Poll: Clinton sweeps GOP foes save Bush tie in Florida

Hillary Clinton is leading top Republican contenders in three crucial swing states by hefty margins, but she has two scenarios where she could be evenly matched, according to a new poll.

Clinton has double digit leads over each of her would-be GOP foes for the presidency in Florida, Ohio and Pennsylvania, with the exception of ties in Florida when matched up against the state’s former Gov. Jeb Bush and in Ohio against current Gov. John Kasich, according to a Quinnipiac University poll released Tuesday.
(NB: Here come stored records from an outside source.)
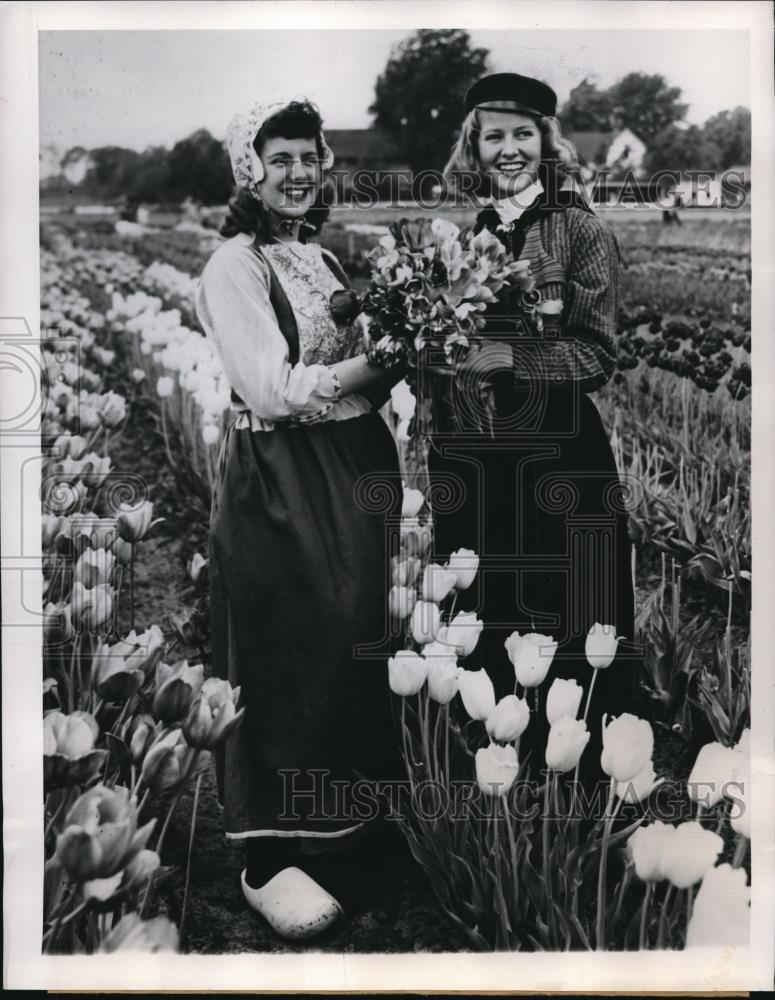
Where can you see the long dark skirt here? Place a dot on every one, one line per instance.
(299, 576)
(545, 510)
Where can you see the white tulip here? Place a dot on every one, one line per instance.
(600, 646)
(564, 698)
(508, 720)
(426, 621)
(689, 853)
(531, 655)
(477, 693)
(437, 582)
(496, 769)
(406, 673)
(628, 743)
(463, 563)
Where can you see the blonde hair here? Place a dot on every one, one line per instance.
(557, 152)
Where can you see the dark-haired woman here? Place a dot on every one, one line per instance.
(298, 560)
(542, 500)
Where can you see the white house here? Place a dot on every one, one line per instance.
(626, 151)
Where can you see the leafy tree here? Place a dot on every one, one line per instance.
(646, 104)
(198, 167)
(419, 94)
(677, 148)
(588, 109)
(111, 173)
(730, 131)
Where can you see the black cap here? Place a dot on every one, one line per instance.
(511, 92)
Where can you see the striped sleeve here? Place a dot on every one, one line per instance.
(579, 345)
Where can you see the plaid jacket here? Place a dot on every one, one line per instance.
(575, 258)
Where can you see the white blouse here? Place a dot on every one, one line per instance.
(235, 311)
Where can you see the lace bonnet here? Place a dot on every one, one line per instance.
(246, 164)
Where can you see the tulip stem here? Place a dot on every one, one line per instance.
(663, 918)
(184, 911)
(741, 848)
(132, 586)
(595, 672)
(601, 880)
(447, 775)
(645, 911)
(550, 777)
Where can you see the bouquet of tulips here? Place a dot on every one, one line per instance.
(430, 285)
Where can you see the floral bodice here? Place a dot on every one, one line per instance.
(308, 283)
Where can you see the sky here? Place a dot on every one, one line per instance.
(143, 88)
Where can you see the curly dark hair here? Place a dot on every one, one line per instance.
(246, 214)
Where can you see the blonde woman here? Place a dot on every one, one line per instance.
(542, 504)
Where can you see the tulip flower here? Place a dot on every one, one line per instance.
(437, 582)
(416, 540)
(426, 621)
(132, 933)
(164, 387)
(406, 673)
(600, 646)
(57, 624)
(404, 571)
(508, 720)
(477, 693)
(628, 743)
(168, 762)
(531, 655)
(92, 607)
(133, 522)
(412, 503)
(714, 768)
(689, 853)
(141, 735)
(112, 409)
(497, 768)
(442, 677)
(197, 568)
(647, 846)
(123, 551)
(210, 433)
(213, 716)
(401, 602)
(463, 632)
(638, 788)
(100, 836)
(564, 698)
(176, 688)
(463, 563)
(94, 566)
(114, 680)
(140, 652)
(567, 740)
(721, 912)
(69, 757)
(95, 469)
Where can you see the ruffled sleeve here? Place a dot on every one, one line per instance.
(235, 311)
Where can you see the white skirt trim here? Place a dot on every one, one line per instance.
(243, 835)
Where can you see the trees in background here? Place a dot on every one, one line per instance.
(649, 106)
(419, 95)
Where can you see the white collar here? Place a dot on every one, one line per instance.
(510, 209)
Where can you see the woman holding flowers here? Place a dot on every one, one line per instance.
(298, 560)
(520, 437)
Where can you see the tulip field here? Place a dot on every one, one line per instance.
(135, 409)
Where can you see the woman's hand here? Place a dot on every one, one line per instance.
(487, 359)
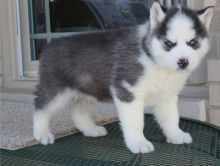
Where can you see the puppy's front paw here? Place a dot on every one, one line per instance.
(180, 137)
(44, 138)
(95, 131)
(140, 146)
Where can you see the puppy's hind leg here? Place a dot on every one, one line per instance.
(41, 117)
(81, 115)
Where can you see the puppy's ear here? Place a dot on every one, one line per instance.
(205, 16)
(157, 14)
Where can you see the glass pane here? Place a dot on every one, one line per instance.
(37, 46)
(38, 16)
(71, 16)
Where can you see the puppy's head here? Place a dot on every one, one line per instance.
(179, 36)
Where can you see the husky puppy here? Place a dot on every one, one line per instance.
(134, 67)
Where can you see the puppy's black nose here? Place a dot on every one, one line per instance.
(183, 63)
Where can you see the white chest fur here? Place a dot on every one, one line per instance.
(158, 84)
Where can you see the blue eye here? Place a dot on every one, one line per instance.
(194, 43)
(169, 45)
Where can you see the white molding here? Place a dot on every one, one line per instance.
(19, 43)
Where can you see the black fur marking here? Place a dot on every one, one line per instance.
(162, 28)
(203, 10)
(145, 47)
(198, 26)
(90, 64)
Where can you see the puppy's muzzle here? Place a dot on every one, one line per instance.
(183, 63)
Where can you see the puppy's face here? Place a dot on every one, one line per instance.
(180, 36)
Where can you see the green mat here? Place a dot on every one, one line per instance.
(77, 150)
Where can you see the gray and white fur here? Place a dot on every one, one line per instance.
(134, 67)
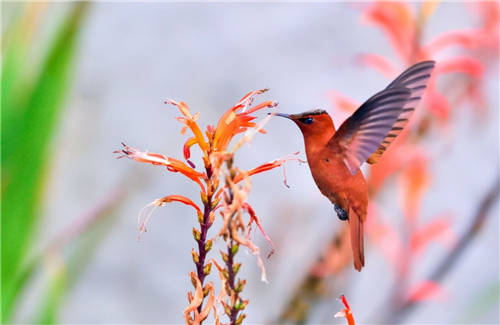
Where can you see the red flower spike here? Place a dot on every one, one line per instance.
(148, 210)
(232, 123)
(172, 164)
(341, 102)
(254, 218)
(464, 64)
(397, 21)
(186, 149)
(267, 166)
(346, 312)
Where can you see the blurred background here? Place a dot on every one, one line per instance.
(80, 78)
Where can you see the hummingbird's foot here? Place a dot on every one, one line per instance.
(341, 213)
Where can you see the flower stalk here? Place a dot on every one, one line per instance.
(215, 154)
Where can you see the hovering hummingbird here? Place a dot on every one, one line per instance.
(335, 157)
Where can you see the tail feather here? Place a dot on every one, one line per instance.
(358, 251)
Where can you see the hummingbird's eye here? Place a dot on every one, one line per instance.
(306, 120)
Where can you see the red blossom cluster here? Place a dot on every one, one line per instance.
(222, 186)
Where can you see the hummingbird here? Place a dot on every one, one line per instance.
(335, 156)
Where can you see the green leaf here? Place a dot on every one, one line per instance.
(30, 114)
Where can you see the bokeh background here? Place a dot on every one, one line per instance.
(80, 78)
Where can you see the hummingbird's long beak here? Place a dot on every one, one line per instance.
(281, 114)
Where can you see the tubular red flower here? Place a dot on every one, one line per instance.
(254, 218)
(172, 164)
(232, 123)
(148, 210)
(190, 121)
(267, 166)
(346, 312)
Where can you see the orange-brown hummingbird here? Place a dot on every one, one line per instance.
(335, 157)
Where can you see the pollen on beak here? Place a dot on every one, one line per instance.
(282, 115)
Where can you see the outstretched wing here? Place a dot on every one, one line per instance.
(375, 124)
(415, 79)
(361, 134)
No candidate has won the presidency since 1960 without winning two of those three crucial states.

Other native sons didn’t fare as well against the former secretary of state, with Clinton still topping Florida’s Sen. Marco Rubio 49% to 39% and also leading Pennsylvania’s former Sen. Rick Santorum by 10 points in his state.
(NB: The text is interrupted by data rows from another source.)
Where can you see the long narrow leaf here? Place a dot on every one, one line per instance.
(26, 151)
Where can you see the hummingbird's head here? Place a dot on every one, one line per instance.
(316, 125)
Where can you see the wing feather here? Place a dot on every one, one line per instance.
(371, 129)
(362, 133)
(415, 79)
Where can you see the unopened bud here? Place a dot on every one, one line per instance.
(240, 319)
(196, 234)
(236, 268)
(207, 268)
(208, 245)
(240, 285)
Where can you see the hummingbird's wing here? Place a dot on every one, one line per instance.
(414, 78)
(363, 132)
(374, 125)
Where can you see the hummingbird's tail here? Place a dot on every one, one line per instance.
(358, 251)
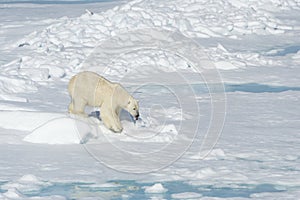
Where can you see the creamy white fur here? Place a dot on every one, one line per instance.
(89, 88)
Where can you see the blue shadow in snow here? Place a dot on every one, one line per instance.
(258, 88)
(134, 190)
(286, 50)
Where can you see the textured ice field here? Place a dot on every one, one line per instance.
(47, 154)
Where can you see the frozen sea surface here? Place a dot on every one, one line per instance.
(255, 47)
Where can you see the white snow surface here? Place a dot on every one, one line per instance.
(47, 154)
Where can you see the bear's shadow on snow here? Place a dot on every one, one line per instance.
(124, 115)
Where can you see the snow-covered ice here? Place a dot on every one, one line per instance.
(253, 45)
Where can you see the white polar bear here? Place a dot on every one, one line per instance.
(89, 88)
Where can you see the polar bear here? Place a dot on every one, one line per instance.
(89, 88)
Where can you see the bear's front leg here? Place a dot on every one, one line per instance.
(111, 123)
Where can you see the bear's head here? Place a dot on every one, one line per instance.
(133, 108)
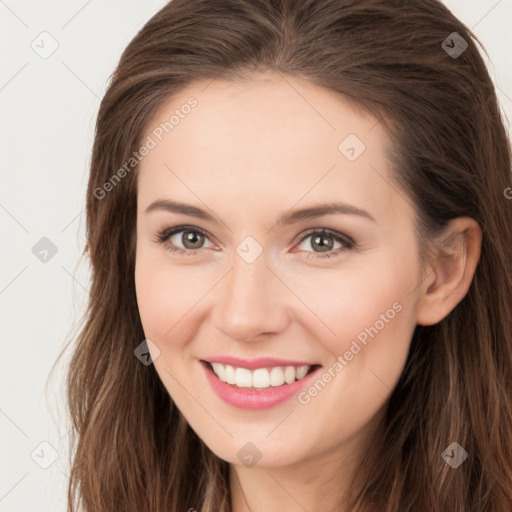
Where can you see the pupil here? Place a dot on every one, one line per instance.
(323, 247)
(192, 237)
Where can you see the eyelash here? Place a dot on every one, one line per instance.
(349, 244)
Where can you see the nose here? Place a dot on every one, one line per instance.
(251, 301)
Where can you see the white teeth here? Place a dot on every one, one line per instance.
(260, 378)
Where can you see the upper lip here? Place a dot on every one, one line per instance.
(252, 364)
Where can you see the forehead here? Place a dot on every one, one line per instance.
(267, 138)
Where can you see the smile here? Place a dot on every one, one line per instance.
(258, 388)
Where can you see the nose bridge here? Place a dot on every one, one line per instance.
(250, 303)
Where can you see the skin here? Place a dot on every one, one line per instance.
(250, 152)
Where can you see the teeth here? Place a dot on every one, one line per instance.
(260, 378)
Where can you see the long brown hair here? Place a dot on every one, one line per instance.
(132, 448)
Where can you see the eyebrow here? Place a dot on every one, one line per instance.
(290, 217)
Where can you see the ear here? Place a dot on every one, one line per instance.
(452, 271)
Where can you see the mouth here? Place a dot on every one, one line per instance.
(259, 379)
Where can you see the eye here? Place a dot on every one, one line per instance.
(324, 240)
(191, 238)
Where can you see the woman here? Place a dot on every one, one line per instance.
(301, 278)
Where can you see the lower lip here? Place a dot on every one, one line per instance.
(245, 398)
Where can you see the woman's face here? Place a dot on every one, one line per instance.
(252, 279)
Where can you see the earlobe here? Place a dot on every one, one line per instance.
(452, 271)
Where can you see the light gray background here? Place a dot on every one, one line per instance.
(48, 114)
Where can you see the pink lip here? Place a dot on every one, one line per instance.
(252, 364)
(245, 398)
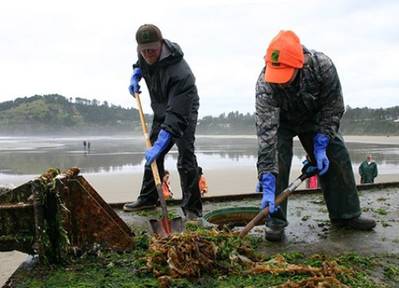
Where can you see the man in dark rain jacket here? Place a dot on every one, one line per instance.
(175, 103)
(298, 93)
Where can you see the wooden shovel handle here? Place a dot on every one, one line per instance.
(264, 212)
(154, 166)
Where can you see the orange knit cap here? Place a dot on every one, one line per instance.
(283, 56)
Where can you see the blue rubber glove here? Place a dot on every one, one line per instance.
(162, 142)
(134, 86)
(268, 183)
(320, 142)
(308, 169)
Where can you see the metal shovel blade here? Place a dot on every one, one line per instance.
(166, 227)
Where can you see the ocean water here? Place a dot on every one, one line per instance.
(23, 158)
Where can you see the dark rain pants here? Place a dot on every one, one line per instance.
(186, 165)
(338, 183)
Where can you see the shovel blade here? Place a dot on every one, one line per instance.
(166, 227)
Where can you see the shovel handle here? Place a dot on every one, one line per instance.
(154, 166)
(279, 199)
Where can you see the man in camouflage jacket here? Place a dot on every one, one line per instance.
(298, 93)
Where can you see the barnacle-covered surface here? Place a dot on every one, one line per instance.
(57, 215)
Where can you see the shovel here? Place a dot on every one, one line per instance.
(307, 171)
(165, 226)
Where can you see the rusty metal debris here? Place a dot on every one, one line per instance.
(59, 214)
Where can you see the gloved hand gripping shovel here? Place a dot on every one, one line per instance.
(307, 171)
(165, 226)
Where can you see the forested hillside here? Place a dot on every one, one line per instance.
(57, 114)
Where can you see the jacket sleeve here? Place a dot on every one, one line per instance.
(181, 94)
(267, 123)
(331, 100)
(375, 172)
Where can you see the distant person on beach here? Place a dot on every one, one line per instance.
(167, 193)
(298, 93)
(202, 183)
(175, 103)
(368, 170)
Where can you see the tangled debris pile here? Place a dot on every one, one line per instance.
(194, 254)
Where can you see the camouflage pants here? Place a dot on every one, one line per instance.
(338, 184)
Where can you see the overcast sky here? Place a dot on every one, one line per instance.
(86, 48)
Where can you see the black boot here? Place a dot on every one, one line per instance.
(138, 205)
(191, 203)
(357, 223)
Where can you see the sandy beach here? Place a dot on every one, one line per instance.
(232, 180)
(123, 187)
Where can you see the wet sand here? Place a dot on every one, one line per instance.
(230, 180)
(126, 187)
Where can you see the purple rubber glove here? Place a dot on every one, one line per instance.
(320, 143)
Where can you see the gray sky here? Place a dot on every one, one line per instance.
(86, 48)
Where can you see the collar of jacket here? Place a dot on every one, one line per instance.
(171, 53)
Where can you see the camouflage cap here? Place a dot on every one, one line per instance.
(148, 36)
New Jersey Gov. Chris Christie flopped to Clinton by double digits in each of the three states, according to the poll, including in neighboring Pennsylvania where he caps at 39% to Clinton’s 50%, according to the Quinnipiac survey of 881 voters in that state.

Clinton’s lead in the polls also match her favorability ratings, which topped 50 percent according to Quinnipiac polling in all three states.

And the former first lady also owes some of her success to her appeal to women voters who gave Clinton an edge in every theoretical match-up. Even in Florida where she ties Bush, Clinton still wins over the female vote by an 11-point margin.

With 2012 Republican presidential nominee Mitt Romney opting out of the presidential race after spending three weeks leaning toward a third run, the GOP establishment has been looking toward Bush as the party’s standard-bearer.

But the son and brother to two former presidents will have to overcome struggles with voters in Ohio and Pennsylvania, where he trailed Clinton by 11 and 15 points, respectively, according to the Quinnipiac survey of more than 900 voters in each state.

Christie, who is also ramping up his political operation and trying to seize on the vacuum of donors freed up by Romney, faces 11- to 18-point deficits against Clinton in the three swing states.

Other candidates offered up as the Republican alternative to a Clinton presidency include former Arkansas Gov. Mike Huckabee, a social conservative who loses to Clinton by at 15 to 20 points in the three states. Huckabee also sought the Republican nomination in 2008.

Sen. Rand Paul of Kentucky, who represents the libertarian wing of his party, also faces at least a 12-point deficit against Clinton in the swing states.

The poll is still a very early indicator of the race and Clinton, a former first lady and secretary of state, continues to enjoy a higher profile than the potential Republican candidates.